CommandDescriptionDatabase FlagsApp-ScopedGo Support
forge db initInitialize migration tablesYesYes--
forge db migrateRun pending migrationsYesYesYes
forge db rollbackRollback last migration groupYesYesYes
forge db statusShow migration statusYesYesYes
forge db resetReset database (rollback all + rerun)YesYes--
forge db create-sqlCreate SQL migration files--Yes--
forge db create-goCreate Go migration file--Yes--
forge db lockAcquire migration lockYesYes--
forge db unlockRelease migration lockYesYes--
forge db mark-appliedMark pending as appliedYesYes--

"Database Flags" means the command accepts --database, --dsn, and --type.


Best Practices

  1. Version control migrations -- Always commit migration files.
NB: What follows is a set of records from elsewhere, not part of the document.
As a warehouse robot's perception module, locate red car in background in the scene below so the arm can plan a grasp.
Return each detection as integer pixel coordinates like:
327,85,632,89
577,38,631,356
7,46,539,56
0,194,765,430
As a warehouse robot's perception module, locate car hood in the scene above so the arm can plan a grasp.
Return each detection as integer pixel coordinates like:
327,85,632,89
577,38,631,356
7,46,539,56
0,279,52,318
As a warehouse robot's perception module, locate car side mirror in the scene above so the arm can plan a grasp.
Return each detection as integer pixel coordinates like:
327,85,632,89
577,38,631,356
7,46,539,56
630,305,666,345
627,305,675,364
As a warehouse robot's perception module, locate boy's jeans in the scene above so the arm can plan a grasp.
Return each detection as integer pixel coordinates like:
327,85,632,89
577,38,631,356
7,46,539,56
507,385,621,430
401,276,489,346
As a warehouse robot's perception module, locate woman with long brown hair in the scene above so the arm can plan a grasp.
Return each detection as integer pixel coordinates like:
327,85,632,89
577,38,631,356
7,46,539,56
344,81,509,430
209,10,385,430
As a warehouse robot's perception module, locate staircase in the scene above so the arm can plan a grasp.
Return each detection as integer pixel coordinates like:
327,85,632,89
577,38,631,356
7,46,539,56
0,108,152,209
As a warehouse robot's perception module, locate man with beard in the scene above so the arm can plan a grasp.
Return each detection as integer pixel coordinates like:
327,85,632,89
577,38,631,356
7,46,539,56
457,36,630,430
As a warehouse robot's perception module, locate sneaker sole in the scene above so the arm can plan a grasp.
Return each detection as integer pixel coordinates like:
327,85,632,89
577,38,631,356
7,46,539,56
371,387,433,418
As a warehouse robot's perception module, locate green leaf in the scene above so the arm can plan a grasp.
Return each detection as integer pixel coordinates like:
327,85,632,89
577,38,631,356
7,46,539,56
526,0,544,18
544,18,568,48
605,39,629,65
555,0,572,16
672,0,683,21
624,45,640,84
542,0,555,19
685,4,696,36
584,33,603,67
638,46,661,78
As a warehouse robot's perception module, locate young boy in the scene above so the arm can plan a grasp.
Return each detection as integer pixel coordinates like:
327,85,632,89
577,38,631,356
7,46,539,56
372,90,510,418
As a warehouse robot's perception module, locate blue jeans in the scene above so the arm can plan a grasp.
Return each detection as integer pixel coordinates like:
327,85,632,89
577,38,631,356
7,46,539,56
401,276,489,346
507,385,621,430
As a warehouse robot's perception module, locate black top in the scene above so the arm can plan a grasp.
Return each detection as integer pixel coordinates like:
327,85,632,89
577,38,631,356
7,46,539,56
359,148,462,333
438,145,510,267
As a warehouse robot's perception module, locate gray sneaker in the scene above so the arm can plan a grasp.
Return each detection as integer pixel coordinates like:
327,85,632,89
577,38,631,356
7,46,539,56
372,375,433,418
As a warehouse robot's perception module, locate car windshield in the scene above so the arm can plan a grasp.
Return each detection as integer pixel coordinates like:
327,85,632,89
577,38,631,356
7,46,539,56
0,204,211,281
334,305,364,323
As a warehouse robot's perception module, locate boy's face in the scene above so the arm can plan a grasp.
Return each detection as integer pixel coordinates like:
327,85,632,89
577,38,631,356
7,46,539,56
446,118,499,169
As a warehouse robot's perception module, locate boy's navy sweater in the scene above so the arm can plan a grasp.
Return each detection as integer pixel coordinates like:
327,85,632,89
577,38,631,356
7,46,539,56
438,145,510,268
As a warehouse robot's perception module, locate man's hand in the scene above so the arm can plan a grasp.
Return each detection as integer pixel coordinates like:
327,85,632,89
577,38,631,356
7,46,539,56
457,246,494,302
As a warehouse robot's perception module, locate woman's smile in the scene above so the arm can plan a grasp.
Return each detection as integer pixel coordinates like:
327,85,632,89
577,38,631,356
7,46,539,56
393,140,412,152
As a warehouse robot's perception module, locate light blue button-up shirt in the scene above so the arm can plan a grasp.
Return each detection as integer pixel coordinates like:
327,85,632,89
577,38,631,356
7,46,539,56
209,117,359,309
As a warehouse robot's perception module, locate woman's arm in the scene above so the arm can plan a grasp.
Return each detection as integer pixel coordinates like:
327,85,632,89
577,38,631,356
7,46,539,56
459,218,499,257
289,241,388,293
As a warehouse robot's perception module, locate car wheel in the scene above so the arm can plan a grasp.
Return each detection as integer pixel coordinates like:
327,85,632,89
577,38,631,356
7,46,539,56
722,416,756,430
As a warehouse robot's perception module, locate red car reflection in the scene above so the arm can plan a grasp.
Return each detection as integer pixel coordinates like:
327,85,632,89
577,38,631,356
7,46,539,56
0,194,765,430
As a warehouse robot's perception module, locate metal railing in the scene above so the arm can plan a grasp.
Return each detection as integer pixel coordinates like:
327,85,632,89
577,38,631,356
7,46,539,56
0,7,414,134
They are the source of truth for your database schema.
  2. Write reversible migrations -- Always include a down migration for safe rollback.
  3. Keep migrations small and focused -- One logical change per migration is easier to review and rollback.
  4. Use transactional migrations -- Use --tx for DDL changes that should be atomic.
  5. Use Go migrations for data transformations -- Complex data seeding or transformation logic is better expressed in Go than SQL.
  6. Use app-scoped migrations in monorepos -- Isolate each app's schema changes to avoid conflicts and enable independent deployments.
  7. Back up before production migrations -- Always have a backup before running migrations in production.
  8. Test in development first -- Run forge db migrate locally, verify with forge db status, then promote to staging and production.

Troubleshooting

No Migrations Found

forge db migrate
# No migrations found

Solution: Create your first migration:

forge db create-sql initial_schema
# or for app-scoped:
forge db create-sql initial_schema --app=my-app

Database Connection Error

forge db migrate
# Error: database connection failed

Solution:

# Check your database is running
pg_isready -h localhost -p 5432

# Verify your DSN
forge db migrate --dsn="postgres://user:pass@localhost:5432/mydb" --verbose

# Check your .forge.yaml or config.yaml
cat .forge.yaml

Migration Lock Stuck

If a previous migration run crashed and left the lock acquired:

forge db unlock
# or for app-scoped:
forge db unlock --app=api-gateway

Missing migrations.go

If you see a warning about a missing migrations.go file:

forge db init
# or for app-scoped:
forge db init --app=api-gateway

This generates the required package registration file for Go migrations.